Das Leverkusener Offensivspiel lebt davon, dass selbiges als schnelles, das heißt auch passsicheres Umschaltspiel über die beiden Außen Sidney Sam und Heung-Min Son daherkommt. Weil in Stuttgart die Passgenauigkeit zuweilen zu Wünschen übrig ließ, Konter teilweise schlecht zu Ende gespielt wurden und sich Sam und Son letztlich zu oft in Einzelaktionen verzettelten, musste Bayer 04 fast ausschließlich auf Stefan Kießling und seine Torgefahr vertrauen. Doch der Torschützenkönig erwischte — obwohl es es manch einer wohl kaum noch für möglich gehalten hätte — gegen seinen Lieblingsgegner keinen guten Tag und ließ drei Großchancen liegen. In so einer Situation hätten neue Offensiv-Impulse von der Bank gut getan. Doch die gab es nicht, weil Jens Hegeler in seinen 20 Spielminuten keine Bindung zu den Mitspielern fand und die Verantwortlichen in Roberto Hilbert oder dem für solche Fälle ja eigentlich verpflichteten Konterspieler Robbie Kruse offenbar keine Option sahen, sondern die Variante mit Verteidiger Wollscheid favorisierten.

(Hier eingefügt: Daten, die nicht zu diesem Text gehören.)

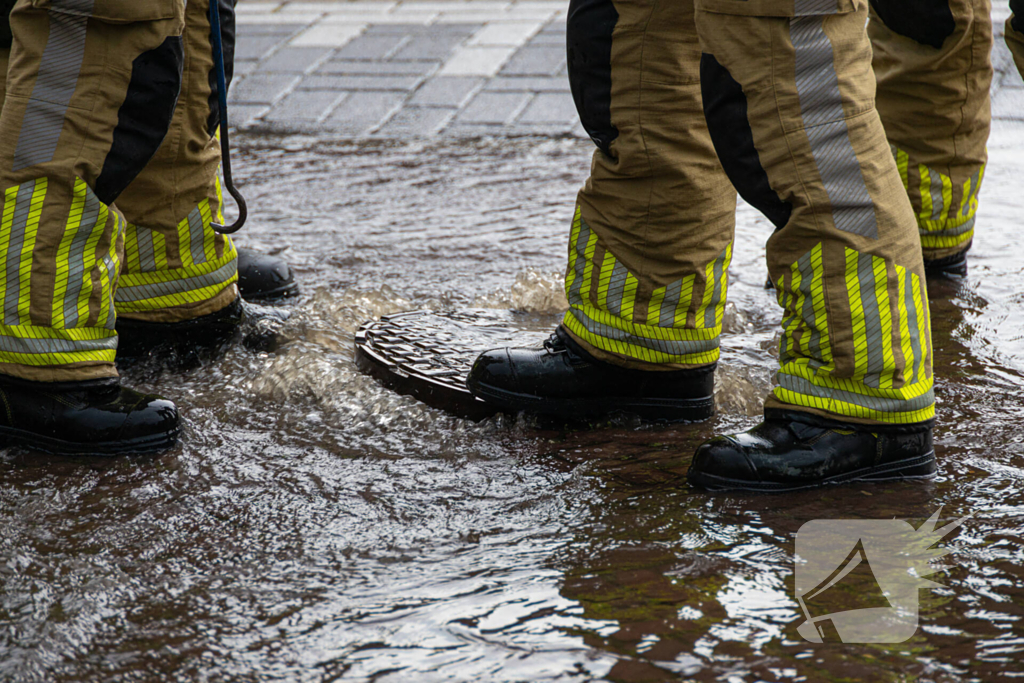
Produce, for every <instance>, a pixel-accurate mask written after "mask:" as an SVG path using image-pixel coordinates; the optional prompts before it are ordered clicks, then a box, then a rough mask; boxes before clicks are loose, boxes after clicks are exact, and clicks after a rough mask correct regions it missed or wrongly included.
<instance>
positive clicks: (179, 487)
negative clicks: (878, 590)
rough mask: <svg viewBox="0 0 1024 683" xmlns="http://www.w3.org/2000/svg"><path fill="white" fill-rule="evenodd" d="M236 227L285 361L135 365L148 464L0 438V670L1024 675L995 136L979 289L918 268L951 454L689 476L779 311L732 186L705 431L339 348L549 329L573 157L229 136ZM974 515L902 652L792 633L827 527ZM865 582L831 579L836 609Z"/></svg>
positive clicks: (215, 674) (1023, 588) (15, 674)
mask: <svg viewBox="0 0 1024 683" xmlns="http://www.w3.org/2000/svg"><path fill="white" fill-rule="evenodd" d="M240 138H241V139H240V141H239V145H240V147H241V148H240V151H239V153H238V155H237V162H236V165H237V170H236V175H237V177H239V178H242V179H244V180H243V182H244V189H245V191H246V195H247V197H248V199H249V203H250V214H251V219H250V223H249V225H247V227H246V228H245V230H244V232H243V237H242V239H241V240H240V242H239V243H240V244H244V245H246V246H249V247H254V248H257V249H261V250H265V251H278V250H284V252H283V253H284V254H285V255H286V256H287V257H288V258H289V259H290V260H291V262H292V263H293V264H294V266H295V267H296V269H297V271H298V273H299V276H300V280H301V284H302V287H303V294H302V296H301V297H300V298H299V299H297V300H295V301H292V302H289V303H287V304H285V307H287V308H289V309H291V310H292V311H293V315H292V317H291V319H290V321H289V323H288V324H287V326H286V328H285V330H284V332H283V337H284V343H283V344H282V346H281V347H280V348H279V349H278V350H276V351H275V352H272V353H271V352H253V351H250V350H247V349H246V348H244V347H243V346H242V345H234V346H232V347H231V348H230V349H228V350H227V351H226V353H225V354H224V355H223V356H222V357H220V358H219V359H217V360H208V361H206V362H205V364H204V365H202V366H201V367H198V368H181V367H172V368H166V367H164V366H163V365H161V364H159V362H157V361H155V360H154V361H148V362H143V364H141V365H139V366H136V367H133V368H130V369H129V370H127V371H126V372H125V373H124V374H125V378H126V382H127V383H128V384H131V385H134V386H137V387H141V388H144V389H151V390H155V391H158V392H160V393H162V394H164V395H166V396H168V397H170V398H172V399H174V400H175V401H176V402H177V403H178V405H179V407H180V409H181V414H182V417H183V420H184V430H183V435H182V438H181V440H180V443H179V444H178V445H177V446H176V447H175V449H174V450H172V451H170V452H168V453H165V454H162V455H159V456H155V457H144V458H139V457H123V458H115V459H108V460H103V459H81V458H74V459H72V458H55V457H50V456H43V455H41V454H36V453H31V452H26V451H15V450H11V451H5V452H2V453H0V680H3V681H44V680H45V681H111V682H114V681H151V680H166V681H380V682H385V681H386V682H391V681H396V682H402V683H412V682H422V681H442V680H443V681H628V682H640V681H668V680H680V679H692V680H700V681H706V680H707V681H710V680H726V681H755V680H767V681H774V680H808V681H819V680H840V679H842V680H859V681H868V680H869V681H876V680H906V679H922V680H932V681H954V680H972V679H974V680H999V679H1001V678H1004V677H1005V678H1013V677H1020V676H1021V674H1022V671H1024V667H1022V666H1021V665H1022V661H1024V624H1022V620H1024V542H1022V539H1021V528H1022V523H1024V312H1022V311H1024V258H1022V256H1021V248H1020V246H1019V245H1020V230H1021V227H1022V224H1024V223H1022V221H1021V209H1022V206H1024V198H1022V197H1021V191H1020V169H1021V168H1024V139H1021V136H1020V135H1018V134H1017V133H1015V132H1014V131H1013V130H996V132H995V134H994V135H993V140H992V145H991V153H992V159H991V164H990V168H989V172H988V174H987V177H986V186H985V188H984V190H983V208H982V211H981V217H980V220H979V223H978V225H979V228H978V237H977V238H976V242H975V248H974V251H973V253H972V266H971V267H972V270H971V275H970V278H969V279H968V280H967V281H965V282H962V283H958V284H934V283H933V284H932V285H931V290H930V294H931V305H932V311H933V322H934V325H935V329H934V341H935V350H936V359H937V362H936V375H937V392H938V397H939V418H938V425H937V428H936V440H937V452H938V459H939V476H938V478H936V479H935V480H933V481H927V482H915V483H873V484H854V485H846V486H841V487H833V488H826V489H820V490H810V492H805V493H799V494H790V495H784V496H779V495H774V496H766V495H742V494H727V495H722V494H718V495H709V494H705V493H699V492H695V490H693V489H690V488H689V487H688V486H687V485H686V483H685V480H684V475H685V471H686V468H687V465H688V463H689V460H690V457H691V454H692V453H693V450H694V449H695V446H696V445H697V444H698V443H699V442H700V441H701V440H702V439H705V438H707V437H709V436H711V435H712V434H714V433H716V432H721V431H728V430H738V429H745V428H748V427H750V426H752V425H754V424H756V423H757V421H758V416H759V414H760V410H761V401H762V399H763V397H764V395H765V393H766V392H767V390H768V388H769V387H770V384H771V380H772V372H773V368H774V362H775V360H774V354H775V352H776V351H775V340H776V328H777V325H778V323H779V321H780V317H781V314H780V311H779V310H778V308H777V306H776V304H775V302H774V299H773V296H772V295H771V293H769V292H766V291H765V290H764V289H763V287H762V286H763V283H764V281H765V275H766V269H765V265H764V261H763V259H764V242H765V240H766V238H767V237H768V234H769V231H770V228H769V225H768V223H767V222H766V221H765V220H764V219H762V218H761V217H760V216H759V215H758V214H757V213H756V212H754V211H753V210H751V209H750V208H748V207H741V208H740V209H739V214H738V227H737V238H736V247H735V259H734V264H733V267H732V272H731V276H730V287H729V293H730V298H731V301H732V302H733V304H734V306H733V307H730V312H729V315H728V319H727V325H726V329H727V334H726V335H725V338H724V351H723V357H722V364H721V367H720V374H719V388H718V408H719V415H718V417H716V418H715V419H713V420H711V421H709V422H707V423H703V424H699V425H689V426H685V425H684V426H668V427H667V426H641V425H638V424H634V423H632V422H630V421H629V420H626V419H622V420H618V421H613V422H610V423H606V424H598V425H594V426H592V427H591V428H583V427H580V426H577V427H572V428H564V429H553V428H552V427H551V426H539V425H537V424H534V423H531V422H530V421H529V420H527V419H524V418H519V419H513V418H493V419H489V420H487V421H484V422H482V423H479V424H475V423H471V422H467V421H462V420H459V419H455V418H451V417H447V416H445V415H444V414H442V413H439V412H437V411H435V410H432V409H429V408H426V407H424V405H423V404H421V403H418V402H417V401H415V400H413V399H411V398H407V397H402V396H399V395H395V394H393V393H391V392H389V391H387V390H385V389H383V388H381V387H379V386H378V385H377V384H376V383H375V382H374V381H373V380H371V379H369V378H367V377H364V376H362V375H360V374H359V373H358V372H357V370H356V369H355V367H354V365H353V362H352V338H353V333H354V332H355V330H356V328H357V327H358V326H359V325H360V324H361V323H362V322H365V321H367V319H370V318H372V317H374V316H377V315H381V314H386V313H388V312H394V311H399V310H407V309H417V308H428V309H459V308H465V307H470V306H485V307H496V308H516V309H521V310H528V311H530V312H532V313H535V316H534V317H532V319H534V321H535V323H537V322H539V323H537V324H538V326H539V327H549V328H553V327H554V325H555V324H556V323H557V319H558V311H559V310H560V308H561V306H563V305H564V303H563V300H562V298H561V295H560V293H559V290H560V281H559V278H560V275H559V273H560V271H561V269H562V268H563V267H564V258H565V252H566V240H567V229H568V224H569V221H570V219H571V214H572V208H573V207H572V203H573V197H574V193H575V190H577V188H578V187H579V186H580V184H581V183H582V182H583V180H584V179H585V178H586V175H587V169H588V167H589V156H590V152H591V150H592V145H591V143H590V142H589V141H584V140H578V139H563V140H559V139H518V140H515V139H513V140H507V139H504V140H490V141H488V140H482V141H471V142H466V141H463V142H459V141H443V140H435V141H430V142H388V141H366V142H331V141H324V140H317V139H314V138H308V137H291V138H280V137H279V138H265V137H255V136H248V137H246V136H240ZM940 508H941V509H942V513H941V517H942V519H943V520H946V521H947V520H949V519H953V518H958V517H963V516H965V515H969V514H973V515H974V516H973V517H972V518H971V519H969V520H968V521H967V522H966V523H965V525H964V527H963V528H962V529H961V530H959V531H958V532H955V533H953V535H951V536H950V537H949V538H948V539H947V540H946V545H947V547H949V548H951V549H952V550H953V552H952V554H950V555H949V556H947V557H946V558H944V559H942V560H940V561H939V562H938V563H937V566H938V567H939V568H940V571H939V573H938V574H936V575H935V577H933V579H934V580H936V581H937V582H938V583H941V584H943V585H944V586H943V587H941V588H938V589H934V590H931V591H922V593H921V602H922V607H921V629H920V630H919V631H918V633H916V635H915V636H914V637H913V638H911V639H910V640H909V641H907V642H904V643H901V644H896V645H856V644H842V643H825V644H820V645H815V644H812V643H810V642H807V641H805V640H804V639H803V638H802V637H801V636H800V635H799V634H798V632H797V628H798V627H799V626H800V624H801V623H803V621H804V616H803V614H802V612H801V608H800V606H799V604H798V602H797V600H796V599H795V597H794V552H795V551H794V548H795V545H794V544H795V536H796V533H797V531H798V529H800V527H801V526H802V525H803V524H804V523H805V522H807V521H810V520H815V519H828V518H841V519H891V518H898V519H906V520H909V521H910V522H911V523H912V524H913V525H914V526H918V525H919V524H921V523H922V522H924V521H925V519H926V518H928V517H929V516H931V515H932V514H933V513H934V512H936V511H937V510H939V509H940ZM853 597H855V596H851V599H853Z"/></svg>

Das Problem der neuen Impulse mag kein akutes sein, aber es werden Spiele kommen, in denen man einer gegnerischen Defensive auch mal andere Lösungsversuche als die herkömmlichen anbieten muss, oder in denen es darum geht, mit Macht einen Rückstand aufholen zu müssen. Dann wäre frisches Vitamin B von der Bank gefragt. Arkadiusz Milik (zuletzt angeschlagen und zudem noch auf dem Weg zum erforderlichen Spielniveau) und Karim Bellarabi nach seiner langen Verletzung stellen auf Sicht noch keine Alternativen dar.

Insofern ist es nur allzu verständlich, wenn Michael Reschke und Co. nach wie vor nach einer zusätzlichen Offensivkraft forschen. Einen für noch mehr bessere Breite. Und für Hyypiäs Wohlempfinden.